Ukraine’s population of 47 million includes a large Russian minority which is particularly well represented in its southeastern Crimean peninsula, an area with a long history of separatist movements. "It would take just a few levers to make something go down in Crimea," Sheets says, adding that to achieve strategic goals in that region, Russia would be more likely to stir local dissent to trigger political ructions rather than resorting to direct military action.
The agreement for Russia’s fleet to use Sevastopol is due to expire in 2017 and Yushchenko has said it will not be renewed, another issue weighing heavily on Russia’s mind. It relies on its warm water Black Sea fleet. Two years ago, Kiev accused Moscow of stirring protests over a NATO naval exercise in Crimea called Operation Sea Breeze. The "hypothetical" scenario behind the operation imagined a breakaway peninsula caught between a totalitarian government and a democratic one.
Russia is displaying a high level of immunity to diplomatic slaps on the wrist. It wields veto power in the United Nations Security Council, and at the moment all major Western military forces are mired in Afghanistan and Iraq.
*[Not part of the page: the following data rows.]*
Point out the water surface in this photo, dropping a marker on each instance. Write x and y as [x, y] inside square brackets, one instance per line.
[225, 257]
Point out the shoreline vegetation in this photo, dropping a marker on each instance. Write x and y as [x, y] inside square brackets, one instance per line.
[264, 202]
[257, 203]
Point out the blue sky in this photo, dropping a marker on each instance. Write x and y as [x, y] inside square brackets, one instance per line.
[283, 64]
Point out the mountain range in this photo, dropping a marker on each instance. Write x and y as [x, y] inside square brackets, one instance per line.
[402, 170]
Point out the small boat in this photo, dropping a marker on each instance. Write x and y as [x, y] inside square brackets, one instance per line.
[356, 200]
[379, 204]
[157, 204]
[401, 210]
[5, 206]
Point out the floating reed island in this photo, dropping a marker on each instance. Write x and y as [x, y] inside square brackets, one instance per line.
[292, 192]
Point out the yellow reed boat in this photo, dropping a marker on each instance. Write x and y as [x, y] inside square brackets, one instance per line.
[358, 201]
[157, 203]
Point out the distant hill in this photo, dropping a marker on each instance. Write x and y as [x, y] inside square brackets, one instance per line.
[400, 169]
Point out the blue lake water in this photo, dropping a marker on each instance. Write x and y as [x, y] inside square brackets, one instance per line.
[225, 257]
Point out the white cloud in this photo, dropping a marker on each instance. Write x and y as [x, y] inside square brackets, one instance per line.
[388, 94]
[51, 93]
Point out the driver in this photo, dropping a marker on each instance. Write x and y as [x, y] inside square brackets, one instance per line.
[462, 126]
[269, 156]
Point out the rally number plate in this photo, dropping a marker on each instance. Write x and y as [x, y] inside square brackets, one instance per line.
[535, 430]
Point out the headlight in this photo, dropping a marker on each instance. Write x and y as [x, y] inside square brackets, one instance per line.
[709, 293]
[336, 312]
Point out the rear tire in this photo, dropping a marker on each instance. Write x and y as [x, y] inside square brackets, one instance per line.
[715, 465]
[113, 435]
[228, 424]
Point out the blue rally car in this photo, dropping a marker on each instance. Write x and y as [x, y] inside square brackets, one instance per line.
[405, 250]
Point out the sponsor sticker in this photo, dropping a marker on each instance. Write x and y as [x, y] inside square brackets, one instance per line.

Moscow has already said it no longer cares about its bid to join the World Trade Organisation, nor is it concerned about threats to take the 2014 Winter Olympics away from the Russian city of Sochi, just north of Abkhazia. "Russia doesn’t care about respectability," says Rondeli. "Russia only cares about respect and fear." Russia also controls about 40 per cent of Europe’s oil and gas supplies, giving it major economic leverage and fuelling both its income and national pride with record-high energy prices.
At the same time, some analysts — such as the ICG’s Sheets — warn against alarmism, suggesting that Russia’s actions are prone to over-interpretation. Of the anxious response by some former Soviet states, he says: "It’s psychological scar tissue after being part of the Soviet Union for so long."
At this point, about a dozen US-led NATO naval vessels have moved into the Black Sea. They are helping deliver water, tents, medicine and food to war victims and at the same time show some level of force to Russia, analysts say. For its part, the Russian Black Sea fleet led by the cruiser Moskva is more active than normal.
According to US-based think-tank Stratfor.com, "The West, which has consistently backed the idea of Georgia’s territorial integrity, broadly condemned the [independence]move, but has taken no action beyond rhetoric. Nor is it likely to in the short term. The West could deploy naval forces that can outmaneuver and box in Russia as a whole, but that requires time and political will.
"In the meantime, Russia has forces on the ground in the two territories and loads more nearby. The West doesn’t. The Russians clearly are the ones determining the reality on the ground, and that — for now — is that."